The Katherine PFAS Community Consultation Group, set up within the Office of the Chief Minister in 2017, "to provide a mechanism for two-way communication with the community" has been little heard of.
A former group member told us there had been many resignations from the group and it had "failed to find a voice" locally.
The Katherine Times has been told the group now only has a handful of members, few from the community.
"Even when it was meeting no-one knew anything about it, they were surprised when I told them there was such a thing," the former member, who did not want to be identified, said.
The Department of Defence's last community update was in November last year with the release of the environmental investigation report.
The department's "regional representative" who was sent to Katherine to "provide support to the community" has gone.
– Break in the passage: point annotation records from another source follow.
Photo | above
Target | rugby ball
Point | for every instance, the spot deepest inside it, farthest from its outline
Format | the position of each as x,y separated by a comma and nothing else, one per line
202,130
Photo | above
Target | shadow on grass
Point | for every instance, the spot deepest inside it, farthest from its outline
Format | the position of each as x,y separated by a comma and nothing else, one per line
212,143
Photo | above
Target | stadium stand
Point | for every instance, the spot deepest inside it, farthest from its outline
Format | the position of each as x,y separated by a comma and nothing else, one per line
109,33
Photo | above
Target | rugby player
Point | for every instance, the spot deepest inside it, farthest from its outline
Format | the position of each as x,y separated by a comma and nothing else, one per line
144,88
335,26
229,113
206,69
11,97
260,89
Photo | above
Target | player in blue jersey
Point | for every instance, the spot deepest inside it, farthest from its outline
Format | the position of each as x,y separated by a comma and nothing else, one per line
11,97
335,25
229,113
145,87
"This representative was engaged to assist in the implementation of the Katherine Rainwater Tank Program, which resulted in the installation of tanks on 68 properties in Katherine. The representative was a local point of contact for community organisations addressing PFAS issues within the Katherine community," a defence spokesman said today.
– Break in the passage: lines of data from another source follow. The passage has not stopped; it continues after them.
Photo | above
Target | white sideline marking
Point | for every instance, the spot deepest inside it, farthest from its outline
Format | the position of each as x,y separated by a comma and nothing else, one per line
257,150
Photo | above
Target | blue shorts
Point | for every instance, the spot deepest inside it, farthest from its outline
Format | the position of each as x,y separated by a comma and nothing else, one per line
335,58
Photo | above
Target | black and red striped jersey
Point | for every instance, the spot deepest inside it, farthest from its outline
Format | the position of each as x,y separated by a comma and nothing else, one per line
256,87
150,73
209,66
Defence said it had now " transitioned" its regional representative arrangement to a "locally engaged representative".
"This local Defence Representative is available to provide information and support to the community as required," the spokesman said.
"The local Defence Representative regularly visits Katherine residents to address PFAS related matters and concerns.
"The local Defence Representative can be reached through the Investigation Information Line on 1800 316 813 or via PFAS.RAAFBaseTindal@coffey.com"
The Katherine Times has asked Defence to further identify the "local representative" who is regularly visiting residents, as it says.
Defence today said it intends to provide a newsletter to the Katherine community in the near future and would conduct a "community engagement event in the second quarter of 2019".
The little known community group comprised members of Katherine Town Council, Defence, Chamber of Commerce, Power and Water, and five community members.
"The KPCCG will help with the timely sharing of the latest information relating to PFAS and receiving community specific information first hand from community representatives," the group's operating instructions read.
The group's last agenda, on checking earlier this week, was from June 2018.
"Our team in Katherine has been working with the council to rectify the problems you raised," a spokeswoman from the Office of the Chief Minister said today.
The spokeswoman said the council now has all agendas and minutes on their website. You can find them here.
Katherine Times understands there was a meeting of some members in November last year who agreed the group needed a new direction.
An advertisement was placed in the Katherine Times this week asking for new members to join.
The voluntary blood testing program in Katherine ends on April 30.
The Federal Health Department said 600 residents had already taken the blood tests.